Doing things this way will make it possible to have this service horizontally scalable (adding service instances will reduce the impact of an increasing number of clients). This also keeps the efficiency of a stateful server, as each instance of a fight will keep states, like the life of the opponents, the order of turns, the timers, the item drops and so on.

Inventory Services

This split is more following the “state of the art”. Where the world service kept all the stateful part of the monolithic architecture (with its scalability issues), Inventory services work with some cache database (I chose Redis) and most of the services related to inventory are stateless, and if not, are following the example of the Fight Service.

  • Item Loot:ItemLootService handles for players that are retrieving objects dropped on the map, or if a player wants to drop an item on the map. To do so, it has to retrieve data related to the Map; the player position, the items around him.
  • Item NPC: ItemNPCService handles for buying or selling an object to an NPC.
    To do so, it has to retrieve data about the player position and NPC position (to prevent player selling NPC at the other side of the world) and the items this NPC can sell.
  • Item Trade: ItemTradeService handles for trading items between players, it will have some similarities with the Fight Service, like the Fight Service it is based on a conversation that is going to prepare the trade and acknowledge both agreements before doing the exchange of items. And like for FightService, any ItemTradeService can be requested for a trade (it doesn’t matter which one) but when one is selected, it is kept for the whole transaction.
  • Item Use: ItemUseService handles the usage of items by the player, it may require different data on top of the inventory of the player depending on the effect those items could have (which is not something defined yet).

Conclusion on the type of services

As we saw, we could split the FyS MMORPG services into 3 categories:

  • StatelessService: The “purest one” in my opinion, those services don’t need to store any state of any sort and get the needed information directly from a database. This makes it inherently slower, which is the reason why all the services are not following this pattern.
    It would be interesting to have more non-performance critical services in this category. The ItemTradingService for example, the “state” of the current transaction could be stored in a database, but again it would require benchmarking to know if this is a good idea or not.
  • StatefulService: The only service following this criteria is the WorldService managing the movements of the characters. We could say that it is a distributed system on the side that is responsible for the movement of players into a specific zone of the universe.
  • Instancesbased Service: We could say those services are “partially stateful” as they store the state for a specific conversation that is dropped when finished. The stateful part of the service begins when a conversation begins, which means that any server can handle a conversation for any client as there are no “cross-conversation” states.

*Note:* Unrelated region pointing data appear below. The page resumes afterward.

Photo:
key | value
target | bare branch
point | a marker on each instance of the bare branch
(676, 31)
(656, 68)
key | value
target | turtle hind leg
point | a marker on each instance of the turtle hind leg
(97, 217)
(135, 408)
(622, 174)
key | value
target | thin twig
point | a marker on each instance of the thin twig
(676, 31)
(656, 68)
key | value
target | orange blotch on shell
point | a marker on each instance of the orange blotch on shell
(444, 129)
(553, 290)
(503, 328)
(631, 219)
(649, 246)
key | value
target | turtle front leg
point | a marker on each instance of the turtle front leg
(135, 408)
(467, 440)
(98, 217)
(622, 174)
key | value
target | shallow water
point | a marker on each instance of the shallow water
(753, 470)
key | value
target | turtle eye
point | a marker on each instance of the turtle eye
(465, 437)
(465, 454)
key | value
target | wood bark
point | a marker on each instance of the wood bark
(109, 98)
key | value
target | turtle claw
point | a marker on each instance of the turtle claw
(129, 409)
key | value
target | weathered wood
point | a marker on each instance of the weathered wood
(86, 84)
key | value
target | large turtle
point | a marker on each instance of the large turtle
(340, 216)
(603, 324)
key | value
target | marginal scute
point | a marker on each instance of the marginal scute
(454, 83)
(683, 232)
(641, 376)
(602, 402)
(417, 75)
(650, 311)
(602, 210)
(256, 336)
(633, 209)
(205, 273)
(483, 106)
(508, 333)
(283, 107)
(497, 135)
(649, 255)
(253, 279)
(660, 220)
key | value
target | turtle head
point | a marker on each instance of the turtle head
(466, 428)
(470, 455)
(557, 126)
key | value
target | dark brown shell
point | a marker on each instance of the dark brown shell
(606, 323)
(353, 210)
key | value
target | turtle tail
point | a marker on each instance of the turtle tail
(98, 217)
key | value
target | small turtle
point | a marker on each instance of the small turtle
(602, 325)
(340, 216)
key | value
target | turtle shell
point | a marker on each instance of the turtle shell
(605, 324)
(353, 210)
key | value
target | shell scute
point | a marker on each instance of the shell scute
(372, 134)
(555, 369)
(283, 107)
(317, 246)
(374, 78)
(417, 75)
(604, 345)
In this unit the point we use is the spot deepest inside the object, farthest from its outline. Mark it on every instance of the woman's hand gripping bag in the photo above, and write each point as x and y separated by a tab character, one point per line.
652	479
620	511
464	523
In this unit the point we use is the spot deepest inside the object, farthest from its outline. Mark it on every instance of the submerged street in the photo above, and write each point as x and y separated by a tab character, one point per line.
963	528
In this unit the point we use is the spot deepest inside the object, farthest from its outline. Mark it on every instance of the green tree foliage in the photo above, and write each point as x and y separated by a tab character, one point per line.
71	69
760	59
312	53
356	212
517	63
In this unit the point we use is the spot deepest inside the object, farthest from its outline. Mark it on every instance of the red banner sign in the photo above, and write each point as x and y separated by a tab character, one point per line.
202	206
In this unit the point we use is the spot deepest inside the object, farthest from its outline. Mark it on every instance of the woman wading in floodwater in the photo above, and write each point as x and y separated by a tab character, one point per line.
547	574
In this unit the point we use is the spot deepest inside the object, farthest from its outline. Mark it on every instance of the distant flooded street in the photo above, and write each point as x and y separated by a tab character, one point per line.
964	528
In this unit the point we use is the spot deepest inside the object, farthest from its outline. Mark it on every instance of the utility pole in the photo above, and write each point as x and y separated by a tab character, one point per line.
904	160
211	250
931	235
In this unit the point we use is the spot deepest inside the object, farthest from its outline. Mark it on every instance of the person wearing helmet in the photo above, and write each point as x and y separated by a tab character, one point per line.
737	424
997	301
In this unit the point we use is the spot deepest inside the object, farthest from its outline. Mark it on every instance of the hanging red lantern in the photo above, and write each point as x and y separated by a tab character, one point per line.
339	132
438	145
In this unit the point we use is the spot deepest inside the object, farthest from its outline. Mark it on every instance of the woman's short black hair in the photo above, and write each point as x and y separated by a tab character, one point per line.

The overview given by this article is quite general (particularly for the services explanations) and is going to be explained in more details in incoming articles.

Conclusion

Maybe something is wrong with the current implementation of my ravioli dish, but it seems to me that it is the way to go for an MMORPG. In my opinion, the service that may require drastic changes would be the “movement module” (World Service) as it is stateful and has the issue to not be able to scale horizontally on the same portion of the map. But maybe it would be interesting to keep this architecture and have multiple server managing the same area for a given set of players, this would make two players in the same zone but in different server unable to see each other… It is a possibility that we will explore in the future.

The micro-service approach is really an appealing approach as it forces me to re-think the project in a very compartmented way. For instance, if I want to re-implement the World Service differently, it shouldn’t affect any other services, and if it does, it means I did something wrong and I would need to improve the architecture until every service are independent?